Another option is to use organic fertilizer, such as compost or well-rotted manure.

These fertilizers can provide a range of nutrients to the soil and help to improve soil structure and fertility over time.

When fertilizing Yukon Gold potatoes, it’s important to follow the manufacturer’s instructions for application rates and timing.

Generally, a balanced fertilizer should be applied at planting time and then again during the growing season, depending on the needs of the plants and the quality of the soil.

It’s important not to over-fertilize, as this can lead to excessive vegetative growth at the expense of the tubers.

Potatoes need sunlight to grow, but too much direct sunlight can actually be harmful to the plants.

Ideally, potatoes should be planted in an area that receives partial to full sun, with at least six hours of direct sunlight each day.

Too much direct sunlight can cause the soil to dry out too quickly, which can stress the plants and lead to reduced yields.

It can also cause the leaves to wilt or burn, which can reduce the overall health of the plant and affect its ability to produce tubers.

On the other hand, too much shade can also be detrimental to potato growth.

Potatoes need sunlight to produce energy through photosynthesis, which is essential for the growth and development of the tubers. Inadequate sunlight can result in stunted growth, poor yield, and low-quality potatoes.

In summary, potatoes need sunlight to grow, but it’s important to find a balance between too much and too little sunlight to ensure optimal growth and yield.

The best time to plant potatoes depends on the climate in your region and the specific variety of potatoes you are planting.
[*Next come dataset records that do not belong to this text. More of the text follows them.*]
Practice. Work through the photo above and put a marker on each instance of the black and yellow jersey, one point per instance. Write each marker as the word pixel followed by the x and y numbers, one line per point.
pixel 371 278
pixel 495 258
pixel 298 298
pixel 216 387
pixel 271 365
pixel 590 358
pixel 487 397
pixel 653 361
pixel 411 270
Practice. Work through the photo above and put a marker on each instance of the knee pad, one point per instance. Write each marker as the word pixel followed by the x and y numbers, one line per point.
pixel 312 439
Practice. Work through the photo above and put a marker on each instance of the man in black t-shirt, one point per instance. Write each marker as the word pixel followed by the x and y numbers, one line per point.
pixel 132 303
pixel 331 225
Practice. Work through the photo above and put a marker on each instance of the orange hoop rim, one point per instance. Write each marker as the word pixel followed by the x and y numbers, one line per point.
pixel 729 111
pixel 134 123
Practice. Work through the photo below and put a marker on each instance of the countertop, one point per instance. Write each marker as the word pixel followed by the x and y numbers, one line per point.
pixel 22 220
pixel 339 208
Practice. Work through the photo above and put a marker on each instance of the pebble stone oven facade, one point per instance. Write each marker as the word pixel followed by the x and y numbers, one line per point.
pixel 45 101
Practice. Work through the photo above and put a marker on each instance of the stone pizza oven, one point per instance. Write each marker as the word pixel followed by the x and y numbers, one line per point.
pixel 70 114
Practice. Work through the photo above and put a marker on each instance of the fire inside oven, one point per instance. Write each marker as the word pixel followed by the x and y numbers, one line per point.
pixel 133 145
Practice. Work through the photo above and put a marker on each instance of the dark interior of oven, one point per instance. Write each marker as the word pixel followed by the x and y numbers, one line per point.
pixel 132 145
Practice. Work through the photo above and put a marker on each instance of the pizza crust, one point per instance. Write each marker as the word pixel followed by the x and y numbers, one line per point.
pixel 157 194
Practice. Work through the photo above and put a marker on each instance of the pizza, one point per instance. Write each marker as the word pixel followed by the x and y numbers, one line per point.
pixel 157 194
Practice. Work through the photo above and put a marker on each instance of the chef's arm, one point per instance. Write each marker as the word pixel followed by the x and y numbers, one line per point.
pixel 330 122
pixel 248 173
Nonetheless, potatoes should be planted in the early spring, as soon as the soil has thawed and can be worked.

For most regions in North America, this means planting potatoes in March or April. In warmer climates, such as in the southern United States, potatoes can be planted in the late winter or early spring.

In cooler climates, such as in northern regions of the United States and Canada, potatoes may need to be planted later in the spring to avoid frost damage.

It’s important to note that potatoes can take several weeks to sprout and begin growing, so planting should be done well before the hottest part of the growing season to avoid heat stress on the plants.

Potatoes need consistent moisture throughout the growing season, so planting should be timed to ensure that the plants have access to adequate water.

Overall, the best time to plant potatoes is in the early spring, as soon as the soil is workable and temperatures are warm enough for the plants to begin growing.


Yukon Gold potatoes are a popular variety of potatoes known for their smooth, golden flesh and buttery flavor.

They are relatively easy to grow but require attention to certain factors such as soil, water, sunlight, and fertilizer to ensure a healthy crop.

With proper care, Yukon Gold potatoes can be a rewarding addition to any home garden and can be used in a wide variety of delicious recipes.

Whether you’re a seasoned gardener or a novice, planting and harvesting your own Yukon Gold potatoes can be a fun and satisfying experience.